Bis dahin müssen zudem politische Fragen, etwa nach der Diskriminierung von Nicht-Geimpften, und Fragen des Datenschutzes geklärt werden.

Sobald ein Mitgliedsland den Impfpass eingeführt habe, dürfe nicht zwischen eigenen Staatsbürgern und EU-Ausländern unterschieden werden, mahnte die niederländische Grünen-Abgeordnete Tineke Strik. Es dürfe bei Restaurantbesuchen oder anderen Dienstleistungen kein zusätzliches Dokument verlangt werden.

EU-Justizkommissar Didier Reynders erklärte, das sogenannte digitale grüne Zertifikat sei mehr als nur ein Impfnachweis.

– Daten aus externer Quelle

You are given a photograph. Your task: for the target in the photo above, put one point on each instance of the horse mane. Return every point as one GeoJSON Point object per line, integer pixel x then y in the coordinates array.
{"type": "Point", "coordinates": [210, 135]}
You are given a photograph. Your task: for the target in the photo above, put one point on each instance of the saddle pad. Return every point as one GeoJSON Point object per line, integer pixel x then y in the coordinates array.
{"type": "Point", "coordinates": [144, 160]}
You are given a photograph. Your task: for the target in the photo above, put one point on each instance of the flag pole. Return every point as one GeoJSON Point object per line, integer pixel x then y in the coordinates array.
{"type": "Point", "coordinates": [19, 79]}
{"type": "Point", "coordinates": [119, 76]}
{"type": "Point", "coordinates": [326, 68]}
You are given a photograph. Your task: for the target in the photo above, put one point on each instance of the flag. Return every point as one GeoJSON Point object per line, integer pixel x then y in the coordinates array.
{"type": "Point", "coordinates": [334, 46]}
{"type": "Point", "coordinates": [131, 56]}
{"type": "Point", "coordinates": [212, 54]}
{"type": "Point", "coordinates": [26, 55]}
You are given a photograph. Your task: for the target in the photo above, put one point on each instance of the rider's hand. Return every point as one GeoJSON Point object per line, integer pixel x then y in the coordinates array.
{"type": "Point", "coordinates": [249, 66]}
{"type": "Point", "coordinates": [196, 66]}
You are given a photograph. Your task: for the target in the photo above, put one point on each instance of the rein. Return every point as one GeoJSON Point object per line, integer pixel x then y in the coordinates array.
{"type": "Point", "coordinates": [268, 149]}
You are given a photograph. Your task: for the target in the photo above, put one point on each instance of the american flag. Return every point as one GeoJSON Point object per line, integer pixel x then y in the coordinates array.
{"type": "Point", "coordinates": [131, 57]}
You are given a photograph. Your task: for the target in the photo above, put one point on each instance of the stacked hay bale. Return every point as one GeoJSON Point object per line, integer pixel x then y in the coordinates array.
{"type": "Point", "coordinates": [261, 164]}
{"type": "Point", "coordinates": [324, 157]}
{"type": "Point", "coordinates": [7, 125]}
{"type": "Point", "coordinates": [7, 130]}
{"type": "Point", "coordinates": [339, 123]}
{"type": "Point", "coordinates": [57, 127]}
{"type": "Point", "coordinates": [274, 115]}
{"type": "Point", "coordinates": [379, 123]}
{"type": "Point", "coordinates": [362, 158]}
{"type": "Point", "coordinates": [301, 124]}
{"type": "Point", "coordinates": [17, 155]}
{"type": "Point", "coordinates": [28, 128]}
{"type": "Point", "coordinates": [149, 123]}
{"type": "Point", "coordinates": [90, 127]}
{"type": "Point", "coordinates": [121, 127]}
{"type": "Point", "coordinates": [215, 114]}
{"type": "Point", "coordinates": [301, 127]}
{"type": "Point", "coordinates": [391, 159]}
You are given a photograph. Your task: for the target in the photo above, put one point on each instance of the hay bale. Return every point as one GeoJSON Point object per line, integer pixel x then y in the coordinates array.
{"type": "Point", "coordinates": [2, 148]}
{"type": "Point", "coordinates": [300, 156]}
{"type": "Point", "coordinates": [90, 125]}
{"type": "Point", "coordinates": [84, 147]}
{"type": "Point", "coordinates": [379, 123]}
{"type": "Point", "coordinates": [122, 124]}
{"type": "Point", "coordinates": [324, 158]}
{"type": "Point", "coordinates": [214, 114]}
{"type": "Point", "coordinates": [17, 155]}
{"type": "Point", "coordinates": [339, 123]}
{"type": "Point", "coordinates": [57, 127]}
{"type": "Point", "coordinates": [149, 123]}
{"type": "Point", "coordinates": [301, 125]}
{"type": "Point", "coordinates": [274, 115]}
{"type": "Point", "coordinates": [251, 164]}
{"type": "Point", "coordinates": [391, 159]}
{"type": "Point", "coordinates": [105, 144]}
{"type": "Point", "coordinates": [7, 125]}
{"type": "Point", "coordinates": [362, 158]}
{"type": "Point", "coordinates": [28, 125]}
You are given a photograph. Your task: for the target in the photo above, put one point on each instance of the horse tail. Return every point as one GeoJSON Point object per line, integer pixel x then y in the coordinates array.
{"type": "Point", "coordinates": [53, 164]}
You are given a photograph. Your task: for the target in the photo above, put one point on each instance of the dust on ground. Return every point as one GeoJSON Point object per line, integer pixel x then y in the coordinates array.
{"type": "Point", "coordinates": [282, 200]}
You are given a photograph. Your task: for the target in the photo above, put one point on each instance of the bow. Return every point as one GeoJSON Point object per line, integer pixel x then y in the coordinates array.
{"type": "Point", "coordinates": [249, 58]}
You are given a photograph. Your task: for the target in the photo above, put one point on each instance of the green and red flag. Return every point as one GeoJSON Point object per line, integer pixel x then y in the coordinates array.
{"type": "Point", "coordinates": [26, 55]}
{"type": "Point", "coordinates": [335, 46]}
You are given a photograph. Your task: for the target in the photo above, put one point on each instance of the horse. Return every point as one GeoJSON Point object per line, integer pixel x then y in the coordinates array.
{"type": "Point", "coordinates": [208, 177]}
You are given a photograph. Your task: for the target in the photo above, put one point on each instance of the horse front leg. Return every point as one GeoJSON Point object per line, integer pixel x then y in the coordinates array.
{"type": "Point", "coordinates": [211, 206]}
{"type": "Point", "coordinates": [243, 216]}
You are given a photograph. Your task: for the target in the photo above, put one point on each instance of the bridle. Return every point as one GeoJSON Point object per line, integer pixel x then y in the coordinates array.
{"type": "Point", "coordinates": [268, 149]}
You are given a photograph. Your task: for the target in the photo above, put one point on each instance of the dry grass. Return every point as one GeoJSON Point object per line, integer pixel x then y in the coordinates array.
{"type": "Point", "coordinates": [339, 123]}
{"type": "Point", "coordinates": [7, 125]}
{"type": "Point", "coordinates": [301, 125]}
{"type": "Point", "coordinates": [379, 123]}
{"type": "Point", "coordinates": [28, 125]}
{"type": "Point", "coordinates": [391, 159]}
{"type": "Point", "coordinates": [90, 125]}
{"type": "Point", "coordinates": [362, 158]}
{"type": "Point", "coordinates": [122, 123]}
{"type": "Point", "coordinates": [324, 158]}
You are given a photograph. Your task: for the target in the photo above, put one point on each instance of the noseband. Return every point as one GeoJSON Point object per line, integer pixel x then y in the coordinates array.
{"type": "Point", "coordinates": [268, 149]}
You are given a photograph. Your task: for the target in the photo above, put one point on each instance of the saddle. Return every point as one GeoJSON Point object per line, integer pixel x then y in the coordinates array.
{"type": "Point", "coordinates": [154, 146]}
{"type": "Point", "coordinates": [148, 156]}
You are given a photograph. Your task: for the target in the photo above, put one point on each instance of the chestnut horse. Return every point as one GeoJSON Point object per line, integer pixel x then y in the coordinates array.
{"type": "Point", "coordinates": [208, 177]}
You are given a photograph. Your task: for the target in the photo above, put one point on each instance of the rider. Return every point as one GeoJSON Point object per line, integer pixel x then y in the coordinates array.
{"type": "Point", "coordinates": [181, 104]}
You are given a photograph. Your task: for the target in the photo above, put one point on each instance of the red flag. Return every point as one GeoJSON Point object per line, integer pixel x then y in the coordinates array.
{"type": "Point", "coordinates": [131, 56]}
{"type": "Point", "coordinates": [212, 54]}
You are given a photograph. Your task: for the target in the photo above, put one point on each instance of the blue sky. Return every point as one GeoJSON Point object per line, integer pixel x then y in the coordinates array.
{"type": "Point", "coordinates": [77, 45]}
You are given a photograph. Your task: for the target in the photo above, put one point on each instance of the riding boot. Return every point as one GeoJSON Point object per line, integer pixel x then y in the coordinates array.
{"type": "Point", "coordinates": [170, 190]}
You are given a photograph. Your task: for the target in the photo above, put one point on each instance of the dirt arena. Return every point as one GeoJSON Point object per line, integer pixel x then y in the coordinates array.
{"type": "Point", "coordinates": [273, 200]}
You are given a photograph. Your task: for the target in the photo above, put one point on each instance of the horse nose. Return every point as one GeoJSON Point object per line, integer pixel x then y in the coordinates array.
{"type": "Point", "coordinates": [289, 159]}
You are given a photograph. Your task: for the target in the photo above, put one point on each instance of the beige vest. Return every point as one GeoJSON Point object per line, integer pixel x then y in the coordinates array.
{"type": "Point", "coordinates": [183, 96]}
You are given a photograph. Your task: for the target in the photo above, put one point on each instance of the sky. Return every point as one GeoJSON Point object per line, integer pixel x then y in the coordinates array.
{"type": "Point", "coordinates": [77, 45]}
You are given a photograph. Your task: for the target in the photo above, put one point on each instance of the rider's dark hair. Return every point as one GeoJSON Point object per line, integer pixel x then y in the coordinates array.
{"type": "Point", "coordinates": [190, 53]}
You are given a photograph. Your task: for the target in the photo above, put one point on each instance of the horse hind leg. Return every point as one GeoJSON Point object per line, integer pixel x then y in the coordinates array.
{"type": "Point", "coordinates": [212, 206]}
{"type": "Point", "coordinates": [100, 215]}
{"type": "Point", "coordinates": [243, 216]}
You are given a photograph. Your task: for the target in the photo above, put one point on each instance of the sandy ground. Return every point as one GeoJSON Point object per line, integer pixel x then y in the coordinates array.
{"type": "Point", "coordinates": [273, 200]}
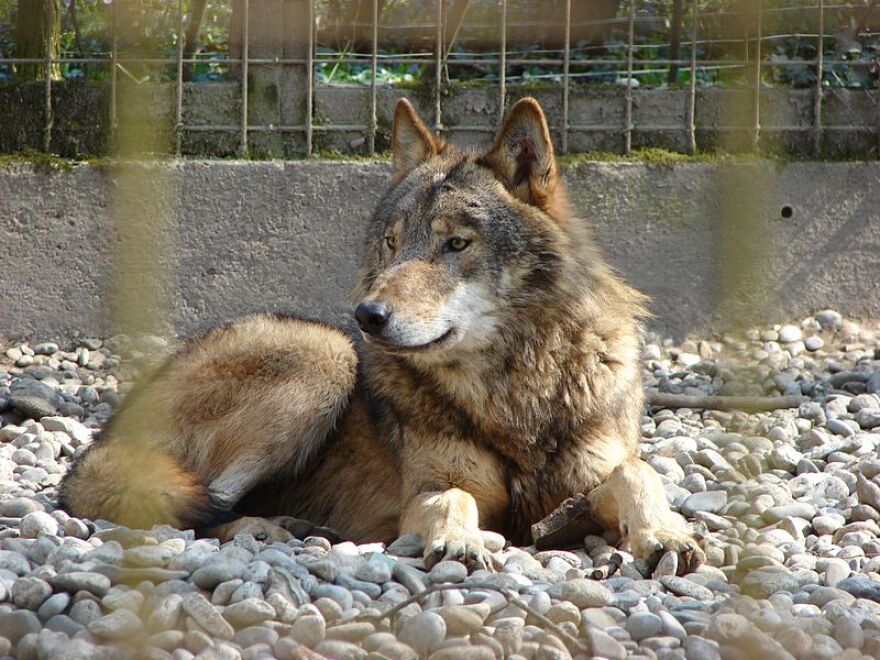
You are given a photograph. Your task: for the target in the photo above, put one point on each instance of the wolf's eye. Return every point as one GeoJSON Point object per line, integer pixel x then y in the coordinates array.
{"type": "Point", "coordinates": [457, 243]}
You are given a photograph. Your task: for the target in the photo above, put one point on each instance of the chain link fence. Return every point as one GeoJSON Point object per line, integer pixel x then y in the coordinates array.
{"type": "Point", "coordinates": [292, 77]}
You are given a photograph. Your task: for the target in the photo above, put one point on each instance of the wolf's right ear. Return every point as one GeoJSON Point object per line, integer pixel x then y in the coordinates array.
{"type": "Point", "coordinates": [411, 141]}
{"type": "Point", "coordinates": [522, 155]}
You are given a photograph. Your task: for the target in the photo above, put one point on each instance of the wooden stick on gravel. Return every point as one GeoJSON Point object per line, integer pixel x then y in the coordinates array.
{"type": "Point", "coordinates": [744, 403]}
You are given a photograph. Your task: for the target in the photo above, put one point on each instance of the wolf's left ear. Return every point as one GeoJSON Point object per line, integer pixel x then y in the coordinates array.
{"type": "Point", "coordinates": [522, 156]}
{"type": "Point", "coordinates": [411, 141]}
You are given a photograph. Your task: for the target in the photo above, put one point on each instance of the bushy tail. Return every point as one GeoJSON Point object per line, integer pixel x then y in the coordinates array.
{"type": "Point", "coordinates": [137, 487]}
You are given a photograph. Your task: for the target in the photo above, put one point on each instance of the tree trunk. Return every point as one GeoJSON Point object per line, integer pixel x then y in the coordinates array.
{"type": "Point", "coordinates": [37, 34]}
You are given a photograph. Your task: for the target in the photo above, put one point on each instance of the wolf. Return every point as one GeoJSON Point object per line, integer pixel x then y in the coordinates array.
{"type": "Point", "coordinates": [494, 372]}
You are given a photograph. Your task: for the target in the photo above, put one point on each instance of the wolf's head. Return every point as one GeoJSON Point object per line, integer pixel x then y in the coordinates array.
{"type": "Point", "coordinates": [463, 241]}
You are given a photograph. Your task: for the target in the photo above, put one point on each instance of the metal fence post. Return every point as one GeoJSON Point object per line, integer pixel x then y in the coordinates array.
{"type": "Point", "coordinates": [630, 42]}
{"type": "Point", "coordinates": [178, 124]}
{"type": "Point", "coordinates": [374, 68]}
{"type": "Point", "coordinates": [692, 95]}
{"type": "Point", "coordinates": [245, 55]}
{"type": "Point", "coordinates": [438, 66]}
{"type": "Point", "coordinates": [502, 64]}
{"type": "Point", "coordinates": [114, 54]}
{"type": "Point", "coordinates": [566, 76]}
{"type": "Point", "coordinates": [310, 77]}
{"type": "Point", "coordinates": [756, 99]}
{"type": "Point", "coordinates": [49, 118]}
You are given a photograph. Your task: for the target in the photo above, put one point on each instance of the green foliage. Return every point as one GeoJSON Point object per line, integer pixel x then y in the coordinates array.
{"type": "Point", "coordinates": [726, 32]}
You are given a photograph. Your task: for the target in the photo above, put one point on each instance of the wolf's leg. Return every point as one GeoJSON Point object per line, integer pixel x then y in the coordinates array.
{"type": "Point", "coordinates": [632, 499]}
{"type": "Point", "coordinates": [449, 522]}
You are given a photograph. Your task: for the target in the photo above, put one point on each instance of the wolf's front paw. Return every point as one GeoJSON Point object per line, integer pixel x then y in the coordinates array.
{"type": "Point", "coordinates": [650, 544]}
{"type": "Point", "coordinates": [260, 528]}
{"type": "Point", "coordinates": [462, 546]}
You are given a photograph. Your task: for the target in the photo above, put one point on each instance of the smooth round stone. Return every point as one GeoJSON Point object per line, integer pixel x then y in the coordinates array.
{"type": "Point", "coordinates": [117, 625]}
{"type": "Point", "coordinates": [814, 343]}
{"type": "Point", "coordinates": [835, 571]}
{"type": "Point", "coordinates": [29, 593]}
{"type": "Point", "coordinates": [585, 593]}
{"type": "Point", "coordinates": [848, 633]}
{"type": "Point", "coordinates": [462, 620]}
{"type": "Point", "coordinates": [38, 523]}
{"type": "Point", "coordinates": [309, 629]}
{"type": "Point", "coordinates": [53, 606]}
{"type": "Point", "coordinates": [709, 501]}
{"type": "Point", "coordinates": [334, 648]}
{"type": "Point", "coordinates": [18, 507]}
{"type": "Point", "coordinates": [94, 583]}
{"type": "Point", "coordinates": [684, 587]}
{"type": "Point", "coordinates": [376, 569]}
{"type": "Point", "coordinates": [408, 545]}
{"type": "Point", "coordinates": [247, 612]}
{"type": "Point", "coordinates": [790, 333]}
{"type": "Point", "coordinates": [447, 571]}
{"type": "Point", "coordinates": [423, 631]}
{"type": "Point", "coordinates": [15, 625]}
{"type": "Point", "coordinates": [643, 624]}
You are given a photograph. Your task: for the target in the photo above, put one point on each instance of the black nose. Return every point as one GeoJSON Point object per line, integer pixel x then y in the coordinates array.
{"type": "Point", "coordinates": [372, 317]}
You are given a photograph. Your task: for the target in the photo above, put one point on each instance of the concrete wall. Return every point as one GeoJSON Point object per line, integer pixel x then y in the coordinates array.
{"type": "Point", "coordinates": [708, 242]}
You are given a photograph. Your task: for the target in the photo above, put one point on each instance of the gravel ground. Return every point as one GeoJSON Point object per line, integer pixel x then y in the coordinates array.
{"type": "Point", "coordinates": [788, 503]}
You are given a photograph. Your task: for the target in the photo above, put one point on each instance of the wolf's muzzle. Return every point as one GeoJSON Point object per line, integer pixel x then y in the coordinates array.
{"type": "Point", "coordinates": [372, 317]}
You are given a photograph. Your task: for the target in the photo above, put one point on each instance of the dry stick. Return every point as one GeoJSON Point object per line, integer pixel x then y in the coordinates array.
{"type": "Point", "coordinates": [570, 641]}
{"type": "Point", "coordinates": [744, 403]}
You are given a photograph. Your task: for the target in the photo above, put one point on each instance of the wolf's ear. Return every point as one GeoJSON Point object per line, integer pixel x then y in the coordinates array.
{"type": "Point", "coordinates": [411, 141]}
{"type": "Point", "coordinates": [522, 156]}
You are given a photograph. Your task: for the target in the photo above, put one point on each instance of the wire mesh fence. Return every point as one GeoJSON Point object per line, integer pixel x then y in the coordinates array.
{"type": "Point", "coordinates": [312, 75]}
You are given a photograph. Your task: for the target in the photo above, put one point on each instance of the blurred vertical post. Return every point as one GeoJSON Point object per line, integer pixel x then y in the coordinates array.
{"type": "Point", "coordinates": [745, 194]}
{"type": "Point", "coordinates": [820, 65]}
{"type": "Point", "coordinates": [144, 203]}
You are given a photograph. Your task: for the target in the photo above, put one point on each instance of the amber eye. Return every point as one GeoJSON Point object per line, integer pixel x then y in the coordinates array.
{"type": "Point", "coordinates": [457, 243]}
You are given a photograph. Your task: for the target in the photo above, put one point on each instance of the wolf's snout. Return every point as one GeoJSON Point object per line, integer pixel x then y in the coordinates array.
{"type": "Point", "coordinates": [372, 317]}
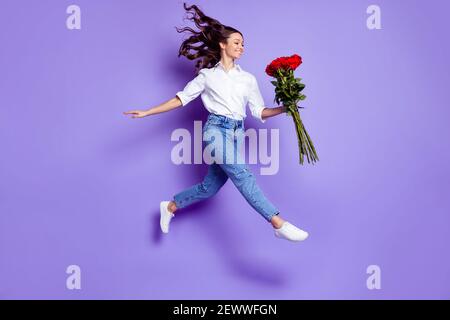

Auch ersetze es nicht den regulären Reisepass.

Die EU-Kommission arbeite hart daran, möglichst viele Menschen in Europa zu impfen, um eine Diskriminierung von denjenigen zu verhindern, die noch nicht geimpft worden seien. Das vorgeschlagenen zertifikat enthalte daher auch Informationen über negative Testergebnisse und die Genesung von Covid-Patienten.

Aus dem Europäischen Parlament kommt zudem die Forderung, kostenlose Tests anzubieten und auf EU-Ebene zu regulieren.